As Mark describes it, the big difference between a DBMS – even an in-memory DBMS – and a complex event processing engine is this: CEP engines do instantaneous incremental processing. He commonly refers to this as registering queries and operators for incremental evaluation. For example, suppose you need to maintain the sum of some data stream over the past 10 minutes. Then each second (or other short unit of time), the system adds in all the values that arrived in the past second, and subtracts all those that arrived 600-601 seconds ago. Voila! The sum is incrementally updated.
Now, rolling sums may not sound very interesting – but where you have rolling sums, you trivially also have rolling averages (just divide the sum by the count) and rolling standard deviations (same idea, with some squares and square roots mixed in). Those, of course, are primitives in Coral8 too. Ditto rolling maxima and minima. Ditto rolling joins (which are updated a lot like materialized views).
As for what happens when actual complex patterns are tracked – well, Mark’s take didn’t sound too different from what I heard from John Bates of Apama. The big issue is to take the thousands of patterns you’re attempting to match and align them in the most efficiently organized tree for optimal evaluation. The big challenge is that the patterns are constantly gaining and losing partial matches, over short periods of time, so that the optimal tree structure may change greatly from one second to the next.
One subject I had a bit of trouble nailing down is: What kinds of data structures are used in Coral8 or other CEP systems? In fact, many different kinds of data structures are used for different parts of the system. In particular, different data structures are used to execute different language primitives. That said, one thing that tends to go on in Coral8 is a kind of b-tree, albeit with very different balancing algorithms from conventional DBMS because of the very high rate of what amount to inserts and deletes. Mark also mentioned hash tables as having a role. Other vendors have confirmed to me they have structures akin to columns/bitmaps. And as already noted, tree structures play an important role as well.

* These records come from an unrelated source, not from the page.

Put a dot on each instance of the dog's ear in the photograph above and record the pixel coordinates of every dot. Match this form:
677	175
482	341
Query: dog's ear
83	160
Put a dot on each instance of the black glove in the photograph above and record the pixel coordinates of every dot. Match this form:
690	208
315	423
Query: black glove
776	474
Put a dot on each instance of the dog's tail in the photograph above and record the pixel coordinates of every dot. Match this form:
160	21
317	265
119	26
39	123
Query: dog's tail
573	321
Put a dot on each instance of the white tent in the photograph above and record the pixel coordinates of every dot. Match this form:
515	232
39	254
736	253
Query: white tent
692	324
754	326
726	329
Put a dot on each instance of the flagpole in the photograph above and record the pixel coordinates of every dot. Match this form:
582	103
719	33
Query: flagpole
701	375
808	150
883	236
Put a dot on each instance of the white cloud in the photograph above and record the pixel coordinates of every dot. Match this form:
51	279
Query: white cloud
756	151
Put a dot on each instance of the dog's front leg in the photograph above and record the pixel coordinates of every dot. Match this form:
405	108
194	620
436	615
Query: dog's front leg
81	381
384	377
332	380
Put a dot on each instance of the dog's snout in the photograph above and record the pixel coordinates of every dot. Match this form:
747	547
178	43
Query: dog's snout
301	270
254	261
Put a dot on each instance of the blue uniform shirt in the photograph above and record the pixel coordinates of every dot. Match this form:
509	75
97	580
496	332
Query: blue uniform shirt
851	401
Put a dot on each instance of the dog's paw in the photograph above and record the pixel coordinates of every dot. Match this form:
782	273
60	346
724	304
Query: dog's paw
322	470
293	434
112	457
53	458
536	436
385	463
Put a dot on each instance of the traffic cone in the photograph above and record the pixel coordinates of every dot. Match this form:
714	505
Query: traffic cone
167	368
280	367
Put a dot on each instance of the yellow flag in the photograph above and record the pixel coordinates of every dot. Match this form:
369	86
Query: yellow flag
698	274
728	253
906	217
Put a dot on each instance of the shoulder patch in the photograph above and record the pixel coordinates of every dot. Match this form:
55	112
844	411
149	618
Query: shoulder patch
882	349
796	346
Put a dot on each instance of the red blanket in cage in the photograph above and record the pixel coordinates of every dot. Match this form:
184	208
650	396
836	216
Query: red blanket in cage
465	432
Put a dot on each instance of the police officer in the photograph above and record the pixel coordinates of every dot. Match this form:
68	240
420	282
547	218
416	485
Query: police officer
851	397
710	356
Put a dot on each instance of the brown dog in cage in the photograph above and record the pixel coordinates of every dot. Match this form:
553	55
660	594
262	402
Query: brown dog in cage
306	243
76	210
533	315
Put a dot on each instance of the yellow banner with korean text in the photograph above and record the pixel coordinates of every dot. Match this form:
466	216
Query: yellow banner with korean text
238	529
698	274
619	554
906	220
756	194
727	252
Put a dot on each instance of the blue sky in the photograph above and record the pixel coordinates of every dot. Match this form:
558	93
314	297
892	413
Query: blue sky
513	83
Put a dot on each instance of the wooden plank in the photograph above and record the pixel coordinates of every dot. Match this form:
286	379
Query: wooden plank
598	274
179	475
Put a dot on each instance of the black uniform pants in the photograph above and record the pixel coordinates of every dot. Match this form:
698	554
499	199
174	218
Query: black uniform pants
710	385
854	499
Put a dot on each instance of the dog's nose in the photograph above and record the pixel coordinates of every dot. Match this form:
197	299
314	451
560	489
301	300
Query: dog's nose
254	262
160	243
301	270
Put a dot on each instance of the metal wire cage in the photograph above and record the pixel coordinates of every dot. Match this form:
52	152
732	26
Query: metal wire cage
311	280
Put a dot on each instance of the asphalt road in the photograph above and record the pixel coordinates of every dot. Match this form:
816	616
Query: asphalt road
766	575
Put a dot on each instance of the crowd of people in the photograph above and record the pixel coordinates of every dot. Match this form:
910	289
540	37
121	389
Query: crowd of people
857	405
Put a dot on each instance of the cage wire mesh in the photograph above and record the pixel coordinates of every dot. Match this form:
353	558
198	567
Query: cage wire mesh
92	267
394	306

At one point – about 1 ½ hours into the conversation, if memory serves – I asked Mark to sum up some of the differences between conventional DBMS and CEP engines like Coral8. He offered three specific areas:
1. Memory and buffer management. Both kinds of systems have these issues, of course, but the optimizations involved are very different. Indeed, CEP engines have fewer different tasks to do than full-fledged DBMS, so in some ways the challenge is simpler. However, he noted that Coral8 has to have a strong caching capability, so that it can federate in data from conventional disk-centric DBMS.
2. Scheduling. Conventional DBMS are driven by queries and updates. However, CEP systems are driven by the stream of incoming data.
3. Query representation. In a conventional DBMS, a query execution plan is a series of steps that (loops aside) are to be executed once each. In a CEP system, there’s a joint execution plan for many queries. And each step of the joint plan is (potentially) executed anew many times per second, as each new message comes in.